These days we hear ceaselessly of "hate-watching." This is not merely a matter of people watching things they don't like (because their partner wants to watch and makes them sit through it), but of people deliberately watching things they don't like for the pleasures to be had in despising them.
It seems plausible that a good many people are only saying they are "hate-watching"--perhaps because they are embarrassed to admit they actually enjoy the trash they are consuming (as with those who "watch ironically").
Yet it is not wholly inconceivable that more of this may be going on, partly because of the pathetic desire of some to feel superior to something, anything, at all, partly because the Internet offers no shortage of cesspools in which to wallow in one's own nastiness about the safely petty, partly because of the increasing tendency to distracted rather than engaged viewing encouraged by a host of factors (like people catching TV anywhere and everywhere on their smart phone rather than sitting down for a proper watch).
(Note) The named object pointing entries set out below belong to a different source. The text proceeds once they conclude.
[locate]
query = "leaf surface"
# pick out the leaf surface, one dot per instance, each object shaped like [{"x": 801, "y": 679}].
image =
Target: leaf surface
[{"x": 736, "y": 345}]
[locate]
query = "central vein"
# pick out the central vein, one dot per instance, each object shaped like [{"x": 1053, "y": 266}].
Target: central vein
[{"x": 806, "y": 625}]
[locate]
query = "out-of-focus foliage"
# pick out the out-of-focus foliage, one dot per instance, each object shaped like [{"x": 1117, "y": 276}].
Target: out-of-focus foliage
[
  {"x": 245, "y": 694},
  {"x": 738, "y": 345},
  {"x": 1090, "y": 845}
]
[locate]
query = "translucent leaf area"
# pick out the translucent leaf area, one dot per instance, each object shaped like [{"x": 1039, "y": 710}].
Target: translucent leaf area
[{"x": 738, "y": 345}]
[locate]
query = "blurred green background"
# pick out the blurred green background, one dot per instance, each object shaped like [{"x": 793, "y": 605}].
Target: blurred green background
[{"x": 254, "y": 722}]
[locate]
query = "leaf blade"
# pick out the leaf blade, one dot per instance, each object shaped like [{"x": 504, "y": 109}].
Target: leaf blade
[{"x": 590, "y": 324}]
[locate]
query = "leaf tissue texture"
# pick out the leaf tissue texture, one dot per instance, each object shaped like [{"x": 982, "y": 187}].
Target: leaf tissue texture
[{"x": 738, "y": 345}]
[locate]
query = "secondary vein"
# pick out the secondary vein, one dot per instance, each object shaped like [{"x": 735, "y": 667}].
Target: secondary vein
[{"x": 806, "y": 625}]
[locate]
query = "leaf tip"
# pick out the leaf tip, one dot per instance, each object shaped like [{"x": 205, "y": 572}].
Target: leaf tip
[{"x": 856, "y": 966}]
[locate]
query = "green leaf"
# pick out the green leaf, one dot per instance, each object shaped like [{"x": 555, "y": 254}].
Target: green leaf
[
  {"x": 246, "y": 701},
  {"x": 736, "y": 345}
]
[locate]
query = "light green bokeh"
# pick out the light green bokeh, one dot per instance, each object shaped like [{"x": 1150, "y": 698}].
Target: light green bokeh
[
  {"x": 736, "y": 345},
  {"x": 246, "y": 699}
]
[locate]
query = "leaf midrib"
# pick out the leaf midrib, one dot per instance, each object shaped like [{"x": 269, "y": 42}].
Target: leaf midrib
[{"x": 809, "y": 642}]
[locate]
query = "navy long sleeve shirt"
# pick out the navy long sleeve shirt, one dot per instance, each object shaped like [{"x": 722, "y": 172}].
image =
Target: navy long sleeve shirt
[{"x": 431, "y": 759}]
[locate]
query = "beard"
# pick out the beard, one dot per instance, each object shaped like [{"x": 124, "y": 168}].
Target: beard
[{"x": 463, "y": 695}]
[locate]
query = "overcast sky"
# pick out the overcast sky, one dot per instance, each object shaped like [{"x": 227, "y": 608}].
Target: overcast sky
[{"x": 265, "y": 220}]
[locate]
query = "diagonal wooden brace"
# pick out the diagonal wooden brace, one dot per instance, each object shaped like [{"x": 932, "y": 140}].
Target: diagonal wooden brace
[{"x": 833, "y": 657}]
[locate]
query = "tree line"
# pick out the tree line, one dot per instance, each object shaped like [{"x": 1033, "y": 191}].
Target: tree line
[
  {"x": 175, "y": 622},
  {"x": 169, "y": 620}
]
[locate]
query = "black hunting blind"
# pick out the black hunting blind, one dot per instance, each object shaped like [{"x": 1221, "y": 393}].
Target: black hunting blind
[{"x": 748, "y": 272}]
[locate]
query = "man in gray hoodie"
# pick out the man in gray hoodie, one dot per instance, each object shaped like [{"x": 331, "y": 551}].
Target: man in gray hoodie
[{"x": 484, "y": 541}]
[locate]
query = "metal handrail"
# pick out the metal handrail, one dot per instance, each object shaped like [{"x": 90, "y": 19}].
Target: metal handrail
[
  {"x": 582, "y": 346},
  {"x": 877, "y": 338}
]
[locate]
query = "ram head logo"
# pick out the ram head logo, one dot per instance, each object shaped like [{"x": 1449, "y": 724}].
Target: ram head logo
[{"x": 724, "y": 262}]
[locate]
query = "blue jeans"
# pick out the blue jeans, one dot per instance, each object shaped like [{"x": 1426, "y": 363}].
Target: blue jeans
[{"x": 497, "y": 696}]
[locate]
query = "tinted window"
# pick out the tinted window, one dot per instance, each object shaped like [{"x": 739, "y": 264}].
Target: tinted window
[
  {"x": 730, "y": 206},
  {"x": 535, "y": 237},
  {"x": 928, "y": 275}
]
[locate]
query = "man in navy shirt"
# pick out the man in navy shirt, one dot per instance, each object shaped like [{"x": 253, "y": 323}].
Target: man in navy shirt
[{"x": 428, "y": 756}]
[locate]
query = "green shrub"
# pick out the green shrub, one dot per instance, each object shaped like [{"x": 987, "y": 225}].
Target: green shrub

Still, one can picture something more serious going on. It may be that more people are so exhausted or stressed out that they can't get into anything really enjoyable, and find it easier to get pleasure out of mocking something bad rather than enjoying something good--perhaps all the more in as there is less casual, "easy," viewing in recent scripted production, and so many people take in so much of the execrable reality television that really does deserve all the insult that can be thrown at it. It may also be a matter of the extreme distance between what even people who are not incapable of enjoying a show or a movie actually experience when they see contemporary offerings as against what the increasingly loud claquing of the critics tells them they are supposed to be experiencing. (There was once a time when people laughed at the TV critics' unhinged outpourings of praise for The Sopranos, but alas this is standard now.) And it may be that what gets made now, reflecting our cultural politics, is inherently divisive--in contrast with the blander, more general audience-oriented fare of the past, pandering to some while showing utter contempt for the tastes of those outside the target audience, all as some are not just ready but eager to make a culture war out of anything and everything, and so rather than changing the channel on what they can't stand staying so that they can fight the good fight over at the review aggregators and everywhere else online.